Many people think if they resist their issues just the right amount, they will find motivation to change. They set the intention to eat healthier, exercise five days a week, quit smoking, date more, be kinder to loved ones…insert your goal here. After a week or two, they completely give up because they think they have already failed, they lose interest, or they just plain forget.
This is the perfect ammunition to feel worse than when you started because once again you’ve tried and failed. Like many other things in life, it is very easy to turn what started out as a good intention into another reason to beat yourself up. Sound familiar?
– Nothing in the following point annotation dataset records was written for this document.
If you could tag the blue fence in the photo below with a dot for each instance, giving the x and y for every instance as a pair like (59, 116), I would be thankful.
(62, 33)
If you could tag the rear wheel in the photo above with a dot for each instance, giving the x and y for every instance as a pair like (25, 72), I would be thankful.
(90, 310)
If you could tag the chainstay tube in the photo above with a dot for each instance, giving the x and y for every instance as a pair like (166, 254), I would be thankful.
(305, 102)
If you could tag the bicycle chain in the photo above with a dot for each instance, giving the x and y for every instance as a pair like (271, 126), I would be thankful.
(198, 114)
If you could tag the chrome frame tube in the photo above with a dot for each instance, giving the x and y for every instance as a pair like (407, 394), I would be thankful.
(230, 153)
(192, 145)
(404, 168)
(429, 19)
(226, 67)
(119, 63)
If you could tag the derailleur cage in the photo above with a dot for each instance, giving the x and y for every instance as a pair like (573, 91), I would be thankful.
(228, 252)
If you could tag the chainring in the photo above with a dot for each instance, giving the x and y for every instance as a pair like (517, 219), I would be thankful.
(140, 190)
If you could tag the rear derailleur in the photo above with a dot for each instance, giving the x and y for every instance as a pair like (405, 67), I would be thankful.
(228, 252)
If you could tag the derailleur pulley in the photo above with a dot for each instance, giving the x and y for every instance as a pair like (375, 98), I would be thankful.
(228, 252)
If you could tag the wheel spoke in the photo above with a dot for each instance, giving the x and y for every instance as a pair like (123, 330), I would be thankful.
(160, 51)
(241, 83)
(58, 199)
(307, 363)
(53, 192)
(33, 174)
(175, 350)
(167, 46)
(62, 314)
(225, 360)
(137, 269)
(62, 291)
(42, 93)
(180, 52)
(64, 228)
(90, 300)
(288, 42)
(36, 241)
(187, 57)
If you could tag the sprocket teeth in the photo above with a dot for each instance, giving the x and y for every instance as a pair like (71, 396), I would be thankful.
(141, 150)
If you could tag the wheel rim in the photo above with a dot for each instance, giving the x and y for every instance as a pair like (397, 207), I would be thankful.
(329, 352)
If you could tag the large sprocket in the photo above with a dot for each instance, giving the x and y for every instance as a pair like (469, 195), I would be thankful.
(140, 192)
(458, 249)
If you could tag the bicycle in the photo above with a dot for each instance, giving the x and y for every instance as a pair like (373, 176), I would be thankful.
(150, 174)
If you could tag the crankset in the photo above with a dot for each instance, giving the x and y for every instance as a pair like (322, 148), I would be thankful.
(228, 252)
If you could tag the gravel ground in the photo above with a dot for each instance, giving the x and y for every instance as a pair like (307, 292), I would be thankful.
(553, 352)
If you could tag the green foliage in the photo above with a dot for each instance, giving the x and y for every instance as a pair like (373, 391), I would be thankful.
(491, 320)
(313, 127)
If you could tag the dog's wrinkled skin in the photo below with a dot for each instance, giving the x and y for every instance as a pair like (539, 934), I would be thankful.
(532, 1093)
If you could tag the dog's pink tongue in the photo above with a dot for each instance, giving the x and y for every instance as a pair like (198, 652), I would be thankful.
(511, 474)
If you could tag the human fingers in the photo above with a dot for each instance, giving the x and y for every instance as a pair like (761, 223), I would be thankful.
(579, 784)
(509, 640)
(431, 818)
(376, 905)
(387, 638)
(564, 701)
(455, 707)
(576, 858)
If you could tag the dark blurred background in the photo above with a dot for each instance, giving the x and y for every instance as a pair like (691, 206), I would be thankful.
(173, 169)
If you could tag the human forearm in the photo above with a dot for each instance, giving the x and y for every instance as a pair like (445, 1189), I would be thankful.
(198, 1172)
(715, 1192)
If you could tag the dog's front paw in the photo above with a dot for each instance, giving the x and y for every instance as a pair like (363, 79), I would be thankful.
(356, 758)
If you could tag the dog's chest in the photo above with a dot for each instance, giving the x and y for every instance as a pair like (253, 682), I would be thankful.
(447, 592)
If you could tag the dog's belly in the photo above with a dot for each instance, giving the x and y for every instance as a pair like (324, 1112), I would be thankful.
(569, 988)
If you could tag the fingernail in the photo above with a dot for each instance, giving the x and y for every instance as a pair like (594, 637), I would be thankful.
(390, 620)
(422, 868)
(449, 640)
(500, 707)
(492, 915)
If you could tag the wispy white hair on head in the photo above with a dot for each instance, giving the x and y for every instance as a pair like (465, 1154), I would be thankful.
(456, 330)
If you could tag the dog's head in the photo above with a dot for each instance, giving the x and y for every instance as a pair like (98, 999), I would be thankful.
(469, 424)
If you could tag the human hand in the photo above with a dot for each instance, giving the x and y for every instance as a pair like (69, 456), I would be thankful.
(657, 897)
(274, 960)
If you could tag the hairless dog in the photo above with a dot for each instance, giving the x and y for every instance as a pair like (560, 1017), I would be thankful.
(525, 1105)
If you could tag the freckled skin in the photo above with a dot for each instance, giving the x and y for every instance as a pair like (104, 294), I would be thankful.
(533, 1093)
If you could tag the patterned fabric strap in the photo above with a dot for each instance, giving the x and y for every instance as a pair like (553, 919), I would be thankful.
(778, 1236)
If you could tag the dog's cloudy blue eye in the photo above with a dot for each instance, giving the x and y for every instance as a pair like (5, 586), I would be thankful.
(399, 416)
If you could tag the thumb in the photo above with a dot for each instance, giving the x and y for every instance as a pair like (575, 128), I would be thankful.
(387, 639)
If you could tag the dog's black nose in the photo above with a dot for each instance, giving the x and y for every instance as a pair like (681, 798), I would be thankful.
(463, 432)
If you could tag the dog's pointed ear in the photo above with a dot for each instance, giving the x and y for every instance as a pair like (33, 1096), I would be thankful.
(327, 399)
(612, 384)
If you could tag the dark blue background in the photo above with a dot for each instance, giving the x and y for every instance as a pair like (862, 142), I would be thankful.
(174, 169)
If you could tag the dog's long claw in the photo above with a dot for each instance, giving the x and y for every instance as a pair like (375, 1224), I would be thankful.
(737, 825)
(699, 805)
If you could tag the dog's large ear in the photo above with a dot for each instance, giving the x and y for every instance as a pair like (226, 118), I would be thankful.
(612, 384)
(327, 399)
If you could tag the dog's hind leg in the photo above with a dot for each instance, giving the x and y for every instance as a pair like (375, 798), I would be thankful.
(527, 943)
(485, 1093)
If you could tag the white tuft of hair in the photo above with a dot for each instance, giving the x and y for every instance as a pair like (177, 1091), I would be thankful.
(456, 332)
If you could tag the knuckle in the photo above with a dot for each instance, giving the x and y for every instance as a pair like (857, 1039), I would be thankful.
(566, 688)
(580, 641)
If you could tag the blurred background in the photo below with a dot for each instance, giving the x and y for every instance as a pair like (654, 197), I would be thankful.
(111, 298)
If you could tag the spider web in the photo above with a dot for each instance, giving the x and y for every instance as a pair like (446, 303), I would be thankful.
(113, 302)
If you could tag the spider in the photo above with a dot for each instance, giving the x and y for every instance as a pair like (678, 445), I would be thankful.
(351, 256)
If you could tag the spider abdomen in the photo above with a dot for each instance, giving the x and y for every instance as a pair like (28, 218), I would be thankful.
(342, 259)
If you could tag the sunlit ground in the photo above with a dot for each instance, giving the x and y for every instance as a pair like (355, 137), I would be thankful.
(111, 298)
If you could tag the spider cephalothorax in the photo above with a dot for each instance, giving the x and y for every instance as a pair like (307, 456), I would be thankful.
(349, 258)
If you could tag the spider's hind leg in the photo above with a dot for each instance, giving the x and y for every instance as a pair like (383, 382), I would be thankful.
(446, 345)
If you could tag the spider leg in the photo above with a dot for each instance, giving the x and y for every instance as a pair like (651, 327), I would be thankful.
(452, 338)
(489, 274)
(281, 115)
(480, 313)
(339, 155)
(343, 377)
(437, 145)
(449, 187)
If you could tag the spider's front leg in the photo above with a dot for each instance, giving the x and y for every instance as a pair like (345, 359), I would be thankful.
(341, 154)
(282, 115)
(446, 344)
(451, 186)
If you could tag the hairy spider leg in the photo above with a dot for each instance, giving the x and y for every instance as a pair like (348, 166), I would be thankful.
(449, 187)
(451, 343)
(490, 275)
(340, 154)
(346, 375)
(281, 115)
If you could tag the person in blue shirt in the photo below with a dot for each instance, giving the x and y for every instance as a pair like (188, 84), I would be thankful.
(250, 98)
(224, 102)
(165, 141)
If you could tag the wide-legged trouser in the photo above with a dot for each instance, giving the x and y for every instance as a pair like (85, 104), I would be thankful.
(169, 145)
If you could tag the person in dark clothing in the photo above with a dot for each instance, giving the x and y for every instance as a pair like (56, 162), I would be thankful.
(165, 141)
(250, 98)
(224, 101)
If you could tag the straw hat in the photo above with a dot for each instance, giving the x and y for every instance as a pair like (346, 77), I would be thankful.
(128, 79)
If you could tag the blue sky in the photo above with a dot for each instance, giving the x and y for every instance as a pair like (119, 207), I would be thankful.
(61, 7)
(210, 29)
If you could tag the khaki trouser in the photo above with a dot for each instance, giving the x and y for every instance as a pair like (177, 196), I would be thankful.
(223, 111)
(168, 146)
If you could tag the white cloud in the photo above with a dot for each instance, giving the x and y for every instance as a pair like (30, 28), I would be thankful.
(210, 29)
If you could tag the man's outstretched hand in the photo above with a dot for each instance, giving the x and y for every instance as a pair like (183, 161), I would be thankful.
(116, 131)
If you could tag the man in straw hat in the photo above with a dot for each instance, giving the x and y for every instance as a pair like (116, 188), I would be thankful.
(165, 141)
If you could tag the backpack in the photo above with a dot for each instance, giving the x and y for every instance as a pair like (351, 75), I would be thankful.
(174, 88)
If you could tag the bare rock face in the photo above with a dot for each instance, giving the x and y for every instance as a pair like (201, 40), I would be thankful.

You aren’t alone.
Next time you decide to embark on a quest for positive action, try this: fuel yourself with good thoughts and feelings. Lasting motivation comes from feeling good, and feeling good comes from thoughts that serve you in a positive way.
Hating yourself will never help you in the long term.
Another place people also frequently get stuck is in disdain for those habits we label as bad. What most folks don’t realize is that those issues we view as problems or weaknesses actually do serve us in ways in which we may not always completely understand. Until we can find understanding, appreciation, and acceptance of these habits, it’s extremely difficult to let them go. This is why contemplating where our habits come from, and looking for the good, can be a very eye-opening experience.
I used to suffer from anxiety while driving on expressways. It wasn’t until I stopped fighting it (hating it and trying to overcome it with breathing exercises, listening to relaxing music, etc.), that it seemed to disappear into thin air. One day I realized I had developed this anxiety because I was afraid of being hurt by dangerous drivers, and the possibility of hurting others as well. I was just trying to protect myself and the people around me…how nice is that?! Once I realized this, I was able to accept it and even like it a little. And then, poof, I was ready to let it go with complete ease.
Maybe your fear of social situations is just you trying to avoid feeling uncomfortable. Your lack of drive to look for a new job could possibly be you trying to protect yourself from potential rejection. Maybe you don’t date for that same reason too, and your resistance to exercise is your way of avoiding negative comparison to others. Your habit of snapping at those you love could be your way of keeping people at a distance so they can’t hurt you. Maybe overeating and shopping allow you to numb out so you can avoid thinking about the things in your life you find unsettling.
Just because you have been a certain way for a long time doesn’t mean you have to be that way forever.
When we change our perspective and understand how we regularly develop patterns in order to comfort ourselves, it often loosens the grip and gives us wiggle room for positive growth. The reality is, we are all just trying to take care of ourselves, although sometimes we have a funny way of doing so. Once you understand that we are all works in progress and evolving regularly, you give yourself the space to grow.
Every day is a new opportunity for change. Every day is a new opportunity to love yourself a little more. Every day is a new opportunity to accept yourself as you are, no matter what. Every day is a new opportunity to reflect and contemplate the things you want to work on. Every day is a new opportunity to work on those things, and to be okay with sometimes slipping up. Every day is a new opportunity to realize perfection is an illusion, and you are perfectly imperfect. Every day is a new opportunity to know you are doing the best you can, and that is good enough.